38. Quant au préjudice moral, la Cour estime que, dans les circonstances de l'espèce, le constat de violation constitue en soi une satisfaction équitable suffisante (Çıraklar, précité, p. 3074, § 49).

39. Lorsque la Cour conclut que la condamnation d'un requérant a été prononcée par un tribunal qui n'était pas indépendant et impartial au sens de l'article 6 § 1, elle estime qu'en principe le redressement le plus approprié serait de faire rejuger le requérant en temps utile par un tribunal indépendant et impartial.

B. Frais et dépens

40. Le requérant demande également 1 754 EUR pour les frais et dépens encourus devant la Cour.
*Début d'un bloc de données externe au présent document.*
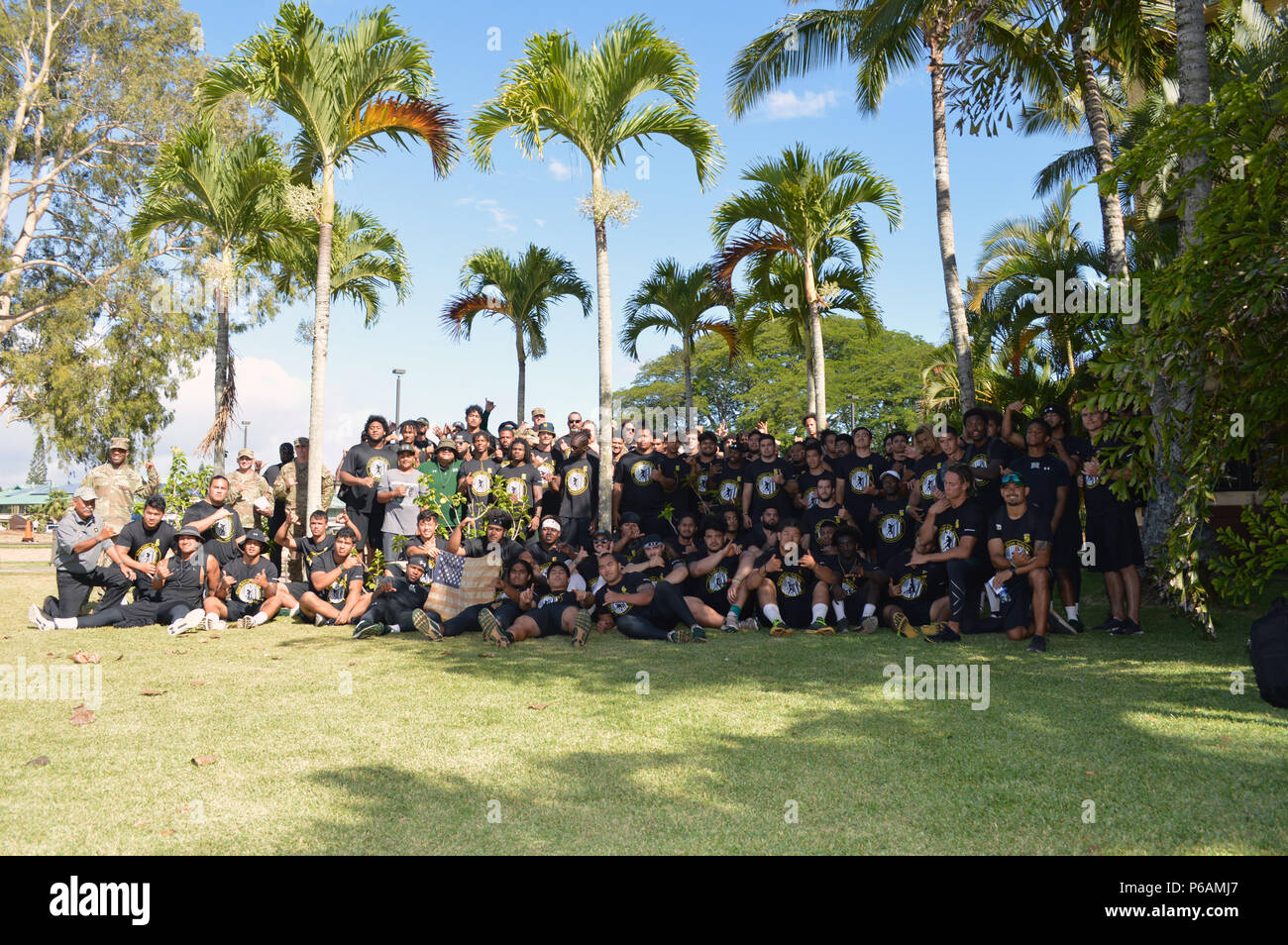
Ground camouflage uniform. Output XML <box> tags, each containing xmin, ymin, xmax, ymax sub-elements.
<box><xmin>224</xmin><ymin>469</ymin><xmax>273</xmax><ymax>532</ymax></box>
<box><xmin>81</xmin><ymin>441</ymin><xmax>161</xmax><ymax>532</ymax></box>
<box><xmin>273</xmin><ymin>460</ymin><xmax>335</xmax><ymax>580</ymax></box>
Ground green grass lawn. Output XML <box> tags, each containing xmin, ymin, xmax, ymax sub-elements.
<box><xmin>0</xmin><ymin>569</ymin><xmax>1288</xmax><ymax>854</ymax></box>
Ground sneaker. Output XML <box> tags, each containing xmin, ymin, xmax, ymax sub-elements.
<box><xmin>411</xmin><ymin>610</ymin><xmax>443</xmax><ymax>643</ymax></box>
<box><xmin>921</xmin><ymin>624</ymin><xmax>962</xmax><ymax>644</ymax></box>
<box><xmin>572</xmin><ymin>610</ymin><xmax>592</xmax><ymax>646</ymax></box>
<box><xmin>164</xmin><ymin>610</ymin><xmax>206</xmax><ymax>636</ymax></box>
<box><xmin>890</xmin><ymin>610</ymin><xmax>921</xmax><ymax>640</ymax></box>
<box><xmin>1047</xmin><ymin>607</ymin><xmax>1078</xmax><ymax>635</ymax></box>
<box><xmin>27</xmin><ymin>604</ymin><xmax>54</xmax><ymax>630</ymax></box>
<box><xmin>480</xmin><ymin>607</ymin><xmax>510</xmax><ymax>650</ymax></box>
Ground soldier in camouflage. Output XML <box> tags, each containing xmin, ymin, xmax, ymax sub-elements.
<box><xmin>273</xmin><ymin>437</ymin><xmax>335</xmax><ymax>580</ymax></box>
<box><xmin>81</xmin><ymin>437</ymin><xmax>161</xmax><ymax>532</ymax></box>
<box><xmin>226</xmin><ymin>450</ymin><xmax>273</xmax><ymax>532</ymax></box>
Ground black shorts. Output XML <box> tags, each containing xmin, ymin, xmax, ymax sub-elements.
<box><xmin>527</xmin><ymin>604</ymin><xmax>577</xmax><ymax>636</ymax></box>
<box><xmin>344</xmin><ymin>502</ymin><xmax>385</xmax><ymax>551</ymax></box>
<box><xmin>1087</xmin><ymin>504</ymin><xmax>1145</xmax><ymax>573</ymax></box>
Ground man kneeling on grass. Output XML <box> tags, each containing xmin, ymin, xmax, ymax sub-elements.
<box><xmin>300</xmin><ymin>525</ymin><xmax>371</xmax><ymax>627</ymax></box>
<box><xmin>497</xmin><ymin>560</ymin><xmax>595</xmax><ymax>646</ymax></box>
<box><xmin>595</xmin><ymin>554</ymin><xmax>707</xmax><ymax>644</ymax></box>
<box><xmin>27</xmin><ymin>525</ymin><xmax>219</xmax><ymax>633</ymax></box>
<box><xmin>201</xmin><ymin>528</ymin><xmax>295</xmax><ymax>630</ymax></box>
<box><xmin>353</xmin><ymin>555</ymin><xmax>429</xmax><ymax>640</ymax></box>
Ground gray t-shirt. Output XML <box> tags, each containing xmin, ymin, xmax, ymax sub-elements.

Il ne fournit aucun justificatif.

41. Le Gouvernement conteste ces prétentions.

42. Compte tenu des éléments en sa possession et de sa jurisprudence en la matière, la Cour estime raisonnable d'allouer au requérant la somme de 1 500 EUR pour la procédure devant la Cour.

C. Intérêts moratoires

43. La Cour juge approprié de baser le taux des intérêts moratoires sur le taux d'intérêt de la facilité de prêt marginal de la Banque centrale européenne majoré de trois points de pourcentage.

PAR CES MOTIFS, LA COUR, À L'UNANIMITÉ,

1. Déclare la requête recevable ;

2. Dit qu'il y a eu violation de l'article 6 § 1 de la Convention en raison du manque d'impartialité et d'indépendance de la cour de sûreté de l'Etat d'Erzurum ;

3. Dit qu'il n'y a pas lieu d'examiner les autres griefs tirés de l'article 6 de la Convention ;

4. Dit que le présent arrêt constitue par lui-même une satisfaction équitable suffisante pour le préjudice moral ;

5. Dit

a) que l'Etat défendeur doit verser au requérant, dans les trois mois à compter du jour où l'arrêt sera devenu définitif conformément à l'article 44 § 2 de la Convention, 1 500 EUR (mille cinq cents euros) pour frais et dépens, plus tout montant pouvant être dû au titre de la taxe sur la valeur ajoutée ou toutes autres charges fiscales exigibles au moment du versement, à convertir en livres turques au taux applicable à la date du règlement ;

b) qu'à compter de l'expiration dudit délai et jusqu'au versement, ce montant sera à majorer d'un intérêt simple à un taux égal à celui de la facilité de prêt marginal de la Banque centrale européenne applicable pendant cette période, augmenté de trois points de pourcentage ;

6. Rejette la demande de satisfaction équitable pour le surplus.

Fait en français, puis communiqué par écrit le 13 novembre 2003 en application de l'article 77 §§ 2 et 3 du règlement.